Listed by the Longhorns at 195 pounds, Duvernay is already 10 pounds heavier than former Bears wide receiver Corey Coleman, who was selected No. 15 in the 2016 NFL Draft. According to Daniel Seahorn of Horn Sports, Duvernay doesn’t even really look like a wide receiver:
Devin Duvernay was also another one who caught my eye and it caught me off guard how well built he is to be a slot receiver. He looks more like a running back than a slot receiver, so I can’t imagine he is going to be much fun to try to tackle in space in the screen game this year.
In fact, if Duvernay has a lot of similarities to Coleman as a prospect because of his size, speed, and the fact that he’s going to be playing in the same offense under Sterlin Gilbert, his build may be more similar to former Baylor wide receiver Antwan Goodley.
At 5’11 and 209 pounds following his career in Waco, Goodley was an extremely physical wide receiver and also looked like a running back, leading former head coach Art Briles to use him some in that role in in 2014 when he had eight carries for 71 yards.

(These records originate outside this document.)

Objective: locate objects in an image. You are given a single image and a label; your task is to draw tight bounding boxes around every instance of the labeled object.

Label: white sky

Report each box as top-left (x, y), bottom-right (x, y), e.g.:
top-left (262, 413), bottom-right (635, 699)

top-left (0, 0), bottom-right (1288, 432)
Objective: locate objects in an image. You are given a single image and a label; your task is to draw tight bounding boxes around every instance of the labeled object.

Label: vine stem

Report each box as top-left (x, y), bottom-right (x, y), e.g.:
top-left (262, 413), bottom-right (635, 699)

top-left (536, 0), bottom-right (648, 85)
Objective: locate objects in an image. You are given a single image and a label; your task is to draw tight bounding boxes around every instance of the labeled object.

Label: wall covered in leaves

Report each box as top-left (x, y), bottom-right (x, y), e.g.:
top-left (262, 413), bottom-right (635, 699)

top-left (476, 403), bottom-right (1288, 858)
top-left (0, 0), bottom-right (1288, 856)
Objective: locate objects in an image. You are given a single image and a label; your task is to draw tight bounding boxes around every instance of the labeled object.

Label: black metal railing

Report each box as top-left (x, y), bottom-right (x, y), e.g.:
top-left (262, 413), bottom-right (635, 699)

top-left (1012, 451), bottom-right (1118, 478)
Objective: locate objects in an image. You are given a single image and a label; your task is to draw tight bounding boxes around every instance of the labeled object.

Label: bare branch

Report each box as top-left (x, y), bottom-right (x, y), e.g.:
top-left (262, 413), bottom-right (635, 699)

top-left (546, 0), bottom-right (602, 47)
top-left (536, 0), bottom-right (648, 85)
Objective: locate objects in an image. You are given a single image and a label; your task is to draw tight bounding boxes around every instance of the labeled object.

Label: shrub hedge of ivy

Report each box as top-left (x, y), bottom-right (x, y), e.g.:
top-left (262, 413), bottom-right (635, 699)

In high school, Duvernay received a significant numbers of carries on jet sweeps, gaining 1,077 yards in high school and scoring 11 touchdowns in that role, proving that he was also dangerous when given the ball directly.
While the ‘Horns may not use Duvernay as the Bears used Goodley, the fact that the nation’s No. 4 wide receiver has been clocked at 4.38 in the 40-yard dash compared to 4.44 for Goodley after he got out of the noted Baylor strength and conditioning program, Duvernay has a speed advantage over Goodley that could pay off.
Given that the former Baylor wide receiver recorded over 2,000 receiving yards and 19 touchdowns after his last two seasons in Waco, it’s apparent that Duvernay is still on track to be an impact player for Texas this season as long as he can translate his physical attributes into production.